Depuis plusieurs semaines, seules quelques stations fonctionnent de manière intermittente, provoquant de longues files d’attente et une forte tension parmi les usagers. Dans ce contexte, le marché noir prospère, avec des prix atteignant des niveaux records.

Interrogé, Siaka Camara, résident du quartier Siguirikoura 1, dénonce une situation devenue insoutenable :
« Depuis près d’un mois, nous vivons une crise répétitive de carburant. Après le gasoil, c’est maintenant l’essence qui manque. Un litre se vend aujourd’hui à 30 000 francs guinéens au marché noir. Les stations ne servent que de façon routinière, ce qui entretient la crise et favorise les revendeurs. La vie quotidienne est devenue très chère. »

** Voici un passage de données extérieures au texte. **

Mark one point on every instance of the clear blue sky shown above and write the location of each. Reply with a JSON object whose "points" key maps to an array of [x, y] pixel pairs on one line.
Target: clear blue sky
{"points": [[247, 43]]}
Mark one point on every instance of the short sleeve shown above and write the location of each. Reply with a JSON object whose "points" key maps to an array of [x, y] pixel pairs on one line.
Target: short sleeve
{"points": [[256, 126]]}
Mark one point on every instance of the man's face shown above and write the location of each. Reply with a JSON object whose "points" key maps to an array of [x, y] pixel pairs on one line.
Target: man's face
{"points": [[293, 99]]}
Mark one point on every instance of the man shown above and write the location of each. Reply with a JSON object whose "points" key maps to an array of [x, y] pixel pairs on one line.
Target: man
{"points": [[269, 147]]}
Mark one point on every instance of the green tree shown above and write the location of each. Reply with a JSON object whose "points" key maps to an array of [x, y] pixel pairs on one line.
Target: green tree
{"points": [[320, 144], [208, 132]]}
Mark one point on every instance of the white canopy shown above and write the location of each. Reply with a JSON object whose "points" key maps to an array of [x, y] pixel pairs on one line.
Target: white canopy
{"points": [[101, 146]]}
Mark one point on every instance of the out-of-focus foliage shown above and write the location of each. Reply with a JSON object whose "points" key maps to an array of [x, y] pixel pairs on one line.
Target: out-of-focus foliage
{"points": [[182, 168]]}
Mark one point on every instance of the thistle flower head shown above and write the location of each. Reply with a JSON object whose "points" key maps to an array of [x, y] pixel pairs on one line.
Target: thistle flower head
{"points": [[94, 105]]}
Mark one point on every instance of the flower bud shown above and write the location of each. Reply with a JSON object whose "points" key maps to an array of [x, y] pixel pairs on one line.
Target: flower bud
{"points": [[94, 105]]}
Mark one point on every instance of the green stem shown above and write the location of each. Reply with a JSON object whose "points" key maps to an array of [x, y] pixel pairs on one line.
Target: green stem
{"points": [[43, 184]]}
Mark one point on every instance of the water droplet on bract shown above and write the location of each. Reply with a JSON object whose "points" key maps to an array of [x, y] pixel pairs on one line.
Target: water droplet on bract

De son côté, Salimatou Kourouma pointe du doigt l’inaction des autorités locales et évoque les causes possibles de cette pénurie. Selon lui, la reprise des activités minières artisanales, notamment par des opérateurs étrangers, détournerait une grande partie du carburant :
« Les citernes quittent Conakry pour ravitailler directement les sites miniers dans les zones reculées, où le gasoil est vendu plus cher. Les stations-service sont ainsi délaissées. Aujourd’hui, même l’essence se fait rare, et les autorités restent sans réaction. À l’approche de la Tabaski, la population souffre énormément : le transport est passé de 3 000 à 15 000 francs guinéens. »
À Kintinia, localité voisine, la situation est tout aussi critique. Doura Keïta décrit un marché parallèle devenu extrêmement fermé et spéculatif :
« L’essence est devenue plus difficile à trouver que certaines substances illicites. Sur le marché noir, elle se négocie entre 30 000 et 50 000 francs guinéens le litre, et seulement entre connaissances. »
Cette crise prolongée impacte lourdement les activités économiques et sociales dans toute la préfecture. Entre inflation des coûts de transport, ralentissement des activités commerciales et difficultés d’approvisionnement, les habitants peinent à faire face.
À quelques jours de la fête de la Tabaski, traditionnellement marquée par une forte mobilité, la persistance de cette pénurie fait craindre une aggravation de la situation, en l’absence de mesures concrètes des autorités compétentes.